Adolescents, who smoke pot as early as 14, do worse by 20 on some cognitive tests and tend to drop out of school sooner.

‘In addition to academic failure, fundamental life skills necessary for problem-solving and daily adaptation may be affected by early cannabis exposure.’

"Overall, these results suggest that, in addition to academic failure, fundamental life skills necessary for problem-solving and daily adaptation may be affected by early cannabis exposure," said the study. However, the cognitive declines associated with cannabis do not seem to be global or widespread, cautioned the study's lead author, Natalie Castellanos-Ryan. 
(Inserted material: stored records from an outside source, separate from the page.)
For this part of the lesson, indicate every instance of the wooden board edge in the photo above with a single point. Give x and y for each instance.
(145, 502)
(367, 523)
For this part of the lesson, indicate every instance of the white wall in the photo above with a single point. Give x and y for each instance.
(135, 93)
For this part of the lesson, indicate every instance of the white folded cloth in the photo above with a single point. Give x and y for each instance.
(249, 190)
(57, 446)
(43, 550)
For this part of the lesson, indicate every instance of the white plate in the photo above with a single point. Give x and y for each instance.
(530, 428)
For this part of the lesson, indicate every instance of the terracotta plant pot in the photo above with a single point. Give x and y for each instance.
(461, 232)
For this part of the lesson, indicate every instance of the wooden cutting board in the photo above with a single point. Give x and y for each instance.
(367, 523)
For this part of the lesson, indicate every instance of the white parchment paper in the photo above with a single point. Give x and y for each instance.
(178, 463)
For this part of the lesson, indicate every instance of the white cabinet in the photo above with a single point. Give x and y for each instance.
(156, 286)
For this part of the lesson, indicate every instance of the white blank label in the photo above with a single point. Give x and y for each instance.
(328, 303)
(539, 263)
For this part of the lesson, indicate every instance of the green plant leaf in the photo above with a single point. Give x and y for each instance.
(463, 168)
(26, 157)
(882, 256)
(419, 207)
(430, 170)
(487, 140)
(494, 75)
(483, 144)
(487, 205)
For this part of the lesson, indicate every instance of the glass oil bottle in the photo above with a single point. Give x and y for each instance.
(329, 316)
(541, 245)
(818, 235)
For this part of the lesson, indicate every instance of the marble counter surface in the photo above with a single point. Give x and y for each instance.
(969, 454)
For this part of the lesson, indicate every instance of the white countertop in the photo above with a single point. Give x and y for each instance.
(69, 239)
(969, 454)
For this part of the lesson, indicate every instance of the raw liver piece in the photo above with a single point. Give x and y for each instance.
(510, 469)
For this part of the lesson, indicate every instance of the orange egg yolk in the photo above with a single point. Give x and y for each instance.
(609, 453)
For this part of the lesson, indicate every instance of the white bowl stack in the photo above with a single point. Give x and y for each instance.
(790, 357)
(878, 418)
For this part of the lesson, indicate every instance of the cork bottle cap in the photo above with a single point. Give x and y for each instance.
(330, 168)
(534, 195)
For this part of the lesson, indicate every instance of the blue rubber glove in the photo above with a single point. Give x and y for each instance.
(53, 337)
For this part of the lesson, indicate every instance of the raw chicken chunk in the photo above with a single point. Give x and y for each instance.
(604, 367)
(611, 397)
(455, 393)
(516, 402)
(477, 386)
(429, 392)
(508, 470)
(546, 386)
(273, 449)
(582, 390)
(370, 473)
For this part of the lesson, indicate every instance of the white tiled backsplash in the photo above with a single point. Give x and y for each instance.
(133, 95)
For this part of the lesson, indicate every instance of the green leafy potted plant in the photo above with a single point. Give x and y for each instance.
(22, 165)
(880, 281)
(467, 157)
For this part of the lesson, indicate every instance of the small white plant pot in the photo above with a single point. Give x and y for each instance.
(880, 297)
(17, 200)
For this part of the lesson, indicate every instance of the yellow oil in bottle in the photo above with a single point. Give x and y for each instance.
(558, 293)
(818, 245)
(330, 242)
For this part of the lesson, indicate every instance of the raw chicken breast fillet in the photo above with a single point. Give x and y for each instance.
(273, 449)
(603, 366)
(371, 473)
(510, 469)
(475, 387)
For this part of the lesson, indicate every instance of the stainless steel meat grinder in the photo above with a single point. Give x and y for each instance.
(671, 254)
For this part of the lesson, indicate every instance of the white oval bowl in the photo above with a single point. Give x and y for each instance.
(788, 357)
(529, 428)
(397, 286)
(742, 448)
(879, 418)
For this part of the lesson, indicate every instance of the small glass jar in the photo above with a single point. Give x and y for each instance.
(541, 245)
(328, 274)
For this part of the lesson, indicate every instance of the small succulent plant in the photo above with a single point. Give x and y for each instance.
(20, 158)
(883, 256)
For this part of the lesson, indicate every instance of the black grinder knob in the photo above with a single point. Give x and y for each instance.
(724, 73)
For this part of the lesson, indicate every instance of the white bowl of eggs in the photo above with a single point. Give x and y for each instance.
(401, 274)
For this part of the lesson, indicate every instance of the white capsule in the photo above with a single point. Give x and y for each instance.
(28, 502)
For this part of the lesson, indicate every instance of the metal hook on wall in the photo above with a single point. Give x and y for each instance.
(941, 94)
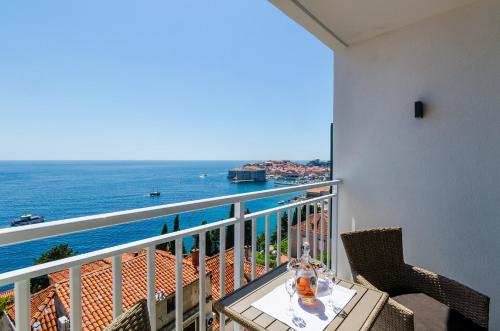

The team looked at 294 teenagers and completed a variety of cognitive tests at ages 13, 14 and 20 and filled out a questionnaire once a year from ages 13 to 17 and again at 20, between 1991 and 1998. The study found links between cannabis use and brain impairment only in the areas of verbal IQ and specific cognitive abilities related to frontal parts of the brain, particularly those that require learning by trial-and-error.
In addition, if teenagers hold off until 17 years before smoking their first joint, those impairments are no longer discernible. "We found that adolescents who started using cannabis at 17 or older performed equally well as adolescents who did not use cannabis," Castellanos-Ryan added.
The findings indicate that 43 percent of the participants reported smoking pot at some point during that time, most of them only a few times a year. At 20 years of age, 51 percent said they still used the drug. In general, those who started early already had short-term memory and poor working memory.